Without waiting for the reprimand which, I doubted not, she intended to bestow upon me, I apologised for having been rude enough to go anywhere without first having paid my respects to herself, alleging business of an important nature as my excuse.
"And pray, what important business can such a great man as yourself have in our poor capital?" demanded the Countess, with a look of haughty scorn, that had well nigh put to flight my whole provision of politeness.
"I believe, Madam," replied I, after a moment's pause, "that Monsieur le Comte your son informed you, by a note which I delivered, that I had to come to Paris on affairs which he thought fit to intrust to me."

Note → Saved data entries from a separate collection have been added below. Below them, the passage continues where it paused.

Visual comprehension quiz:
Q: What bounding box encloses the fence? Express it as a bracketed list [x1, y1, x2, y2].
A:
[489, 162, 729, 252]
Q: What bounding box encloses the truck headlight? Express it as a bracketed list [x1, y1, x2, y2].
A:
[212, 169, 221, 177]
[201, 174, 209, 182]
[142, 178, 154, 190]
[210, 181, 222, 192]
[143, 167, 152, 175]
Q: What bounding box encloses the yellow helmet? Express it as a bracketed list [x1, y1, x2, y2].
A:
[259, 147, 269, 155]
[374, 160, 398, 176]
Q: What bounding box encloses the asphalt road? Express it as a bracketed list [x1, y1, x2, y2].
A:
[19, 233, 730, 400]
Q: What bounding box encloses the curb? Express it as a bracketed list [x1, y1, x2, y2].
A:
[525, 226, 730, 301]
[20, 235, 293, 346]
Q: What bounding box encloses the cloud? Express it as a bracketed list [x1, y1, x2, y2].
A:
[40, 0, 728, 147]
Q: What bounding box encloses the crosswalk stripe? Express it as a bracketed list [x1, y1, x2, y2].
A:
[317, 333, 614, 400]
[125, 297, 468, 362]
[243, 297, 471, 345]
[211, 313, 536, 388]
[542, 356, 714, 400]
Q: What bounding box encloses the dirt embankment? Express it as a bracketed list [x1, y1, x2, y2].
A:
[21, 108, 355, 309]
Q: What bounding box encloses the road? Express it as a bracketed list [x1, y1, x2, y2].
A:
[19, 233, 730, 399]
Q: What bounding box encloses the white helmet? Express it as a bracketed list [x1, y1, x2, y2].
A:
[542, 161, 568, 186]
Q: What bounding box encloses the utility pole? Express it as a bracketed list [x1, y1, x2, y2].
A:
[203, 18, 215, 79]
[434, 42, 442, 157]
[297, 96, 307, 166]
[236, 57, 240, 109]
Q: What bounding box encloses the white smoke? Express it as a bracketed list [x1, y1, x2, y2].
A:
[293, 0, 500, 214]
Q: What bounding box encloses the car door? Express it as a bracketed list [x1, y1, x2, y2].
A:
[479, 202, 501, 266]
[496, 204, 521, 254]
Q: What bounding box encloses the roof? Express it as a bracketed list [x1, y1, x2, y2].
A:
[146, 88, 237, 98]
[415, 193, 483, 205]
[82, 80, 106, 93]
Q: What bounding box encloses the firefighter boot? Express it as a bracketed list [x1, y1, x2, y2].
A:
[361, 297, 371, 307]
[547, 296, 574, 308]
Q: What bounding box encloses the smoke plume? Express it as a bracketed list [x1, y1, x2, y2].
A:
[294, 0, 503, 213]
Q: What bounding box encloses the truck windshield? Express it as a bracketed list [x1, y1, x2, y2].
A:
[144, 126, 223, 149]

"And a pretty personage he chose," interrupted the Countess. "But I come not here to hear your excuses, youth. Has Signor Vanoni told you the important purpose for which I commanded you to meet me here?"
I replied that he had not done so fully; and she proceeded to inform me, that the learned Italian, having been furnished by her with all the astrological particulars of my birth, which she had obtained from my mother many years before, and also having received those of the birth of her own son the Count de Soissons, he had chosen that evening for the purpose of consulting the stars concerning our future fate.

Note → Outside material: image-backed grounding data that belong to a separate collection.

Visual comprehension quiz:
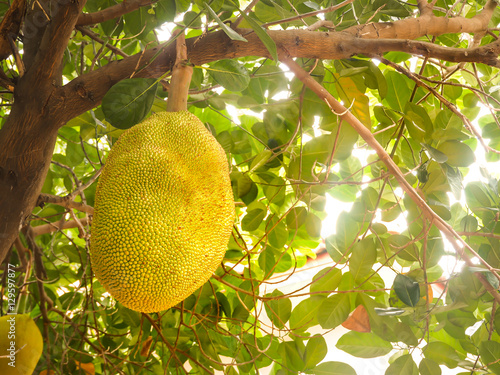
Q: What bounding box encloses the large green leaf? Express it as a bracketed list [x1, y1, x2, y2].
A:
[385, 354, 418, 375]
[310, 267, 342, 295]
[242, 208, 266, 231]
[290, 297, 323, 332]
[384, 70, 411, 112]
[303, 335, 328, 370]
[264, 289, 292, 329]
[423, 342, 462, 368]
[336, 331, 393, 358]
[208, 59, 251, 92]
[317, 293, 351, 329]
[479, 341, 500, 374]
[307, 361, 356, 375]
[102, 78, 158, 129]
[437, 140, 476, 167]
[349, 237, 377, 282]
[419, 358, 442, 375]
[393, 274, 420, 307]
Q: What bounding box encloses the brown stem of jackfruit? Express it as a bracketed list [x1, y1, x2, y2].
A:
[166, 31, 193, 112]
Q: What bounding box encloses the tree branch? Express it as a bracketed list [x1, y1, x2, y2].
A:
[75, 25, 130, 57]
[61, 24, 500, 123]
[166, 31, 192, 112]
[37, 194, 95, 214]
[31, 217, 90, 237]
[280, 54, 500, 305]
[342, 0, 497, 39]
[0, 0, 26, 61]
[77, 0, 155, 26]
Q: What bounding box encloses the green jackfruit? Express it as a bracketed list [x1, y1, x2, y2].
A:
[90, 111, 234, 313]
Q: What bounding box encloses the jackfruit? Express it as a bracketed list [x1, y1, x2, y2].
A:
[90, 111, 234, 313]
[0, 314, 43, 375]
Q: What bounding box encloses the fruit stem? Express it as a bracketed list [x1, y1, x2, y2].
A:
[166, 30, 193, 112]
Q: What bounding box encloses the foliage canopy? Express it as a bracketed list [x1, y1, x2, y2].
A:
[1, 0, 500, 374]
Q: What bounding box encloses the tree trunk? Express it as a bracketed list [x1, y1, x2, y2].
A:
[0, 81, 62, 262]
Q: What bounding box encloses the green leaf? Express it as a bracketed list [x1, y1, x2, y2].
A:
[286, 207, 308, 229]
[317, 293, 350, 329]
[290, 297, 322, 332]
[65, 141, 84, 166]
[102, 78, 158, 129]
[437, 140, 476, 167]
[419, 358, 442, 375]
[484, 271, 500, 290]
[237, 173, 254, 198]
[205, 4, 248, 42]
[242, 208, 266, 231]
[385, 354, 418, 375]
[267, 216, 288, 248]
[307, 361, 356, 375]
[310, 267, 342, 295]
[249, 150, 273, 172]
[124, 7, 154, 37]
[349, 238, 377, 282]
[304, 335, 328, 370]
[421, 143, 448, 163]
[393, 274, 420, 307]
[118, 305, 141, 328]
[264, 290, 292, 329]
[384, 71, 411, 112]
[325, 212, 360, 263]
[278, 341, 305, 371]
[444, 164, 463, 200]
[208, 60, 251, 92]
[155, 0, 176, 22]
[404, 102, 433, 141]
[239, 12, 278, 62]
[424, 341, 462, 368]
[305, 212, 322, 238]
[336, 331, 393, 358]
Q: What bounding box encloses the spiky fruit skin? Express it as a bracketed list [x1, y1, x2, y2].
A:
[90, 111, 234, 313]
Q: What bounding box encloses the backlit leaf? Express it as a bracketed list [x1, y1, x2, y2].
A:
[337, 331, 393, 358]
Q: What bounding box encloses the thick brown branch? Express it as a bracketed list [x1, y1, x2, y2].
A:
[60, 27, 500, 123]
[23, 0, 87, 88]
[0, 0, 26, 61]
[343, 0, 497, 39]
[77, 0, 155, 26]
[0, 1, 88, 264]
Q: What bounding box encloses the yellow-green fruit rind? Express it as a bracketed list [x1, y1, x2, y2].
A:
[90, 111, 234, 313]
[0, 314, 44, 375]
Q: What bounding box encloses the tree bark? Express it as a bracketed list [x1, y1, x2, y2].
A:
[0, 0, 86, 263]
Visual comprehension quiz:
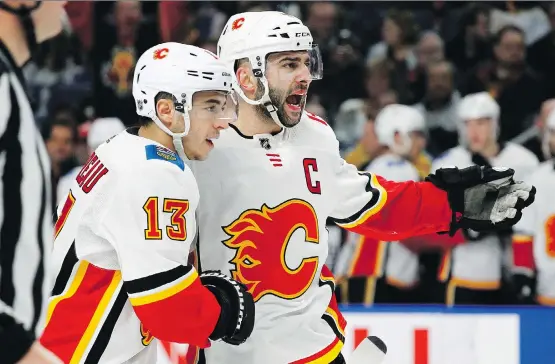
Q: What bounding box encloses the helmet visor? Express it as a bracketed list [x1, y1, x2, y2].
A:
[308, 44, 323, 80]
[188, 91, 238, 123]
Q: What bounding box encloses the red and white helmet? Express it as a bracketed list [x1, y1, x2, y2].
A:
[374, 104, 426, 156]
[133, 42, 235, 160]
[217, 11, 323, 128]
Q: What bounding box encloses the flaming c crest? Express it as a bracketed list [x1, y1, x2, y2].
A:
[153, 47, 169, 60]
[223, 199, 320, 302]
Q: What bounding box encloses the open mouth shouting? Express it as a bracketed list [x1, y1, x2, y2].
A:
[285, 89, 307, 113]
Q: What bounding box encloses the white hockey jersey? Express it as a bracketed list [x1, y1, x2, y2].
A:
[335, 153, 421, 287]
[190, 112, 455, 364]
[431, 143, 539, 290]
[512, 160, 555, 304]
[40, 129, 221, 364]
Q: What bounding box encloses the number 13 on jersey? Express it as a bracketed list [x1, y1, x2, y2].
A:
[143, 197, 190, 241]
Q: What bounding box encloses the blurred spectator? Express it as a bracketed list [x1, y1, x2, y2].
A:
[57, 117, 125, 200]
[367, 9, 420, 104]
[333, 59, 392, 150]
[92, 0, 160, 126]
[416, 31, 445, 67]
[24, 32, 91, 126]
[41, 118, 78, 209]
[414, 60, 461, 157]
[411, 30, 445, 100]
[528, 3, 555, 94]
[306, 3, 366, 121]
[489, 1, 550, 46]
[158, 1, 189, 42]
[459, 25, 549, 158]
[445, 4, 492, 74]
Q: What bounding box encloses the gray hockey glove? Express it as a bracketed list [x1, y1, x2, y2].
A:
[425, 165, 536, 237]
[200, 271, 255, 345]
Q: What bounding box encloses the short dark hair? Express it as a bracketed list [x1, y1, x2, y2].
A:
[461, 4, 491, 29]
[137, 92, 177, 127]
[384, 9, 419, 46]
[493, 24, 524, 46]
[41, 117, 77, 142]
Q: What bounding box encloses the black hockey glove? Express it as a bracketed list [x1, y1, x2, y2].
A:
[425, 166, 536, 237]
[200, 271, 255, 345]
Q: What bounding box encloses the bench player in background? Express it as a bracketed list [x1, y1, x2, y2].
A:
[512, 107, 555, 305]
[187, 11, 536, 364]
[427, 92, 539, 306]
[334, 105, 428, 305]
[39, 43, 254, 363]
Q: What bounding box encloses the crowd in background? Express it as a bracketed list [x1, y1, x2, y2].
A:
[31, 1, 555, 306]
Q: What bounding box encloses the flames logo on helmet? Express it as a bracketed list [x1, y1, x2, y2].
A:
[222, 199, 320, 302]
[232, 17, 245, 30]
[153, 48, 169, 60]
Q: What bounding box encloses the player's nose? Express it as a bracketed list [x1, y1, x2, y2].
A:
[295, 64, 312, 84]
[213, 118, 230, 130]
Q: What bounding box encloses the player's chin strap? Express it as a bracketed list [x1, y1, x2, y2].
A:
[233, 74, 286, 130]
[150, 111, 191, 162]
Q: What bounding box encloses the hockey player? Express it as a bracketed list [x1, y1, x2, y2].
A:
[429, 92, 539, 305]
[512, 108, 555, 305]
[39, 43, 255, 363]
[334, 105, 427, 305]
[189, 12, 536, 364]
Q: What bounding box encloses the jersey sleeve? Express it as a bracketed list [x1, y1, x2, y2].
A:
[97, 163, 220, 347]
[330, 157, 452, 240]
[512, 175, 537, 275]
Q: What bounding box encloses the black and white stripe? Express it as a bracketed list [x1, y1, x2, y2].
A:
[0, 41, 52, 335]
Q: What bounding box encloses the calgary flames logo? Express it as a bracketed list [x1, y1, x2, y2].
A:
[223, 199, 320, 302]
[153, 47, 169, 60]
[231, 17, 245, 30]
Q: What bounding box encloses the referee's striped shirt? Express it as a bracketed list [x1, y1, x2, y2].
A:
[0, 40, 53, 336]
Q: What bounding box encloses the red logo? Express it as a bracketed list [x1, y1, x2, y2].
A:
[231, 17, 245, 30]
[223, 199, 320, 302]
[153, 48, 169, 60]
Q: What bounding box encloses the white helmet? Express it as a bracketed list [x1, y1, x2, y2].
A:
[374, 104, 426, 156]
[87, 117, 126, 151]
[457, 92, 500, 144]
[133, 42, 235, 161]
[217, 11, 323, 128]
[543, 108, 555, 159]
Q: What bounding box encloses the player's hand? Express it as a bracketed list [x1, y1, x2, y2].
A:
[425, 166, 536, 236]
[17, 342, 63, 364]
[200, 271, 255, 345]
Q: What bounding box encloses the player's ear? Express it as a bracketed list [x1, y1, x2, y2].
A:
[236, 62, 257, 97]
[156, 98, 174, 127]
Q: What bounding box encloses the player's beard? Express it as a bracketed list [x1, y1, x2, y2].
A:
[253, 80, 306, 128]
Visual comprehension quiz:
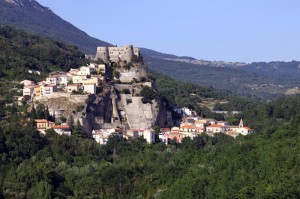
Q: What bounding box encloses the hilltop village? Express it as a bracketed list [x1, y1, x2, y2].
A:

It is needless to go through all the proceedings of the astrologer, his prediction being the only interesting part of the ceremony. This he delivered without any affectation or mummery, as the mere effect of calculations; and his very plainness had something in it much more convincing than any assumption of mystery; for it left me convinced of his own sincere belief in what he stated. I forget the precise terms of his prophecy in regard to the Count de Soissons; suffice it, that it was such as left room for an easy construction to be put upon it, shadowing out what was really the after-fate of the Prince to whom it related. In regard to myself, he informed me that dangers and difficulties awaited me, more fearful and more painful than any I had hitherto encountered; but that with fortitude I should surmount them all; and he added, that if I still lived after one month from that day, my future fate looked clear and smiling. All who sought my life, he said farther, should die by my hand, or fail in their attempt, and that in marriage I should meet both wealth, and rank, and beauty.

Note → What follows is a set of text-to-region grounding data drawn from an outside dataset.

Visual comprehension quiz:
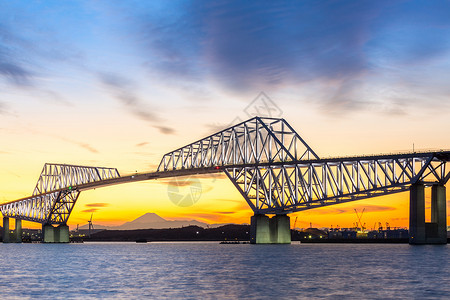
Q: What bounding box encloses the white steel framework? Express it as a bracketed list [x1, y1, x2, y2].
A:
[0, 117, 448, 224]
[157, 117, 319, 171]
[225, 153, 448, 214]
[0, 164, 119, 224]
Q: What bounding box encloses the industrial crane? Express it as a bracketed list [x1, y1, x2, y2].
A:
[354, 208, 365, 232]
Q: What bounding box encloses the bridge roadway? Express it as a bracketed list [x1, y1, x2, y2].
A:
[2, 167, 223, 206]
[1, 116, 449, 244]
[5, 150, 449, 207]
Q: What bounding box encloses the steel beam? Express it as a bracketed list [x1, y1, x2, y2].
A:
[0, 117, 448, 226]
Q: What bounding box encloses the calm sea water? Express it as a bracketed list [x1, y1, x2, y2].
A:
[0, 242, 449, 299]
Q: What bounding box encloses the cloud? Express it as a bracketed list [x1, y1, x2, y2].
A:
[391, 217, 407, 221]
[0, 101, 9, 115]
[0, 61, 33, 86]
[54, 136, 99, 154]
[112, 1, 450, 113]
[319, 204, 396, 215]
[81, 208, 99, 213]
[126, 1, 382, 87]
[98, 72, 176, 134]
[85, 203, 110, 208]
[0, 21, 72, 106]
[136, 142, 149, 147]
[187, 213, 224, 222]
[79, 143, 99, 154]
[163, 178, 200, 187]
[0, 25, 34, 86]
[153, 125, 175, 135]
[81, 203, 109, 213]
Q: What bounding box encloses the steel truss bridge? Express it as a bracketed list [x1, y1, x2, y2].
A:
[1, 117, 449, 226]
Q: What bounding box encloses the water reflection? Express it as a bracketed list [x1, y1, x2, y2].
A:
[0, 243, 448, 299]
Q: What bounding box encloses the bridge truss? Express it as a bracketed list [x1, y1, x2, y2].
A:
[225, 153, 448, 214]
[157, 117, 319, 171]
[0, 117, 449, 224]
[158, 117, 449, 214]
[0, 164, 120, 224]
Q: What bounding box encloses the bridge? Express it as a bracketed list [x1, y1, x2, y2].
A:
[1, 117, 449, 244]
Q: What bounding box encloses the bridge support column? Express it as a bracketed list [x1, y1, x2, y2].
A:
[42, 224, 55, 243]
[410, 184, 426, 244]
[250, 214, 291, 244]
[2, 217, 10, 243]
[13, 219, 22, 243]
[430, 184, 447, 244]
[55, 224, 69, 243]
[251, 215, 270, 244]
[42, 224, 70, 243]
[409, 183, 447, 245]
[271, 215, 291, 244]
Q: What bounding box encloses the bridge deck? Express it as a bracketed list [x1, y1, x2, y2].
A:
[2, 150, 448, 207]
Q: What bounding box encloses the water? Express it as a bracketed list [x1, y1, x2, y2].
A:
[0, 242, 449, 299]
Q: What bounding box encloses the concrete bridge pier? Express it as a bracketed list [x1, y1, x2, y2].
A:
[431, 184, 447, 243]
[14, 219, 22, 243]
[2, 217, 22, 243]
[250, 214, 291, 244]
[42, 224, 69, 243]
[2, 217, 10, 243]
[409, 183, 447, 245]
[56, 224, 70, 243]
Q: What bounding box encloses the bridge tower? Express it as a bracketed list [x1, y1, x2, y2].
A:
[157, 117, 319, 244]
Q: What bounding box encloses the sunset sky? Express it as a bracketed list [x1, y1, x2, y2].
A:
[1, 1, 449, 229]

Absurd as I knew the whole system to be, yet I own--man's weaknesses form perhaps the most instructive part of his history, and therefore it is, I say it--absurd, as I knew the whole system to be, yet I could not help pondering over this latter part of the prediction, and endeavoured to reconcile it in my own mind with the probabilities of the future. My Helen had beauty, I knew too well. Wealth, I had heard attributed to her; and rank, the Prince had promised to obtain. Oh man, man! thou art a strange, weak being; and thy boasted reason is but a glorious vanity, which serves thee little till thy passions have left thee, and then conducts thee to a grave!
Hope, in my breast but a drowning swimmer, clung to a straw--to worse--a bubble.